“Cepat, panggil ustaz, sekarang!” perintahku.
Semua santri panik dan hanya melihat Ucup dari jarak 3-5 meter. Hingga salah seroang ustaz pun datang menghampiri dengan langkah jalan yang cepat.
Sesampainya Ustaz di hadapan Ucup, beliau berdiri dan merapalkan penggalan kata-kata. Sambil memegang seutas tasbih di hadapannya, lalu ditempelkan ke dahi Ucup dan menahannya agar tidak bergerak ke sana kemari.
Namun, gerak-gerik Ucup semakin menjadi-jadi. Teriaknya begitu menyeruak membuat para santri mundur dengan satu langkah kaki. Sementara Ustaz masih merapalkan mantranya dengan suara lirih.
Aku begitu khawatir, bagaimana jika Ucup tidak bisa kembali? Pikiranku bercampur aduk antara ketakutan dan kegelisahan hati. Semua kemungkinan buruk yang muncul membuat jantungku berdegup sedikit kencang sedari tadi.
Ustaz memejamkan mata dan menarik nafas panjang. Para santri yang ada di sekitar Ustaz menjadi terdiam lengang.
“METU O, SYAITON!” bentak Ustaz.
Kedua mata Ucup pun terpejam dan tubuhnya membeku kaku. Sedangkan Ustaz membuka matanya dan melemaskan tangannya setelah memegang dahi Ucup. Para santri mengelus dada dan menghela nafas lega.
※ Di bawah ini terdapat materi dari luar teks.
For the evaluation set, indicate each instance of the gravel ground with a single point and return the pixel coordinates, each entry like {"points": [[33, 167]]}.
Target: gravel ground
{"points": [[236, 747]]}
Ah, akhirnya Ucup tidak kerasukan lagi.
Baru saja dia bercerita tentang sesosok hantu anak kecil yang selalu ia lihat. Jangan bilang kamu dirasuki anak kecil yang kamu bicarakan sedari tadi. Bikin takut saja anak ini. Aku sebenarnya sedikit lega.
Namun, entah kenapa jantungku masih berdetak kencang. Justru lebih kencang dari yang tadi. Rasa gelisah dan takut masih menetap di pikiran dan hati. Pandanganku terlihat kabur. Buram. Gelap. Terlihat sayup-mayup anasir yang aneh mendekat. Terdengar juga lirihan suara panggilan dari teman-teman.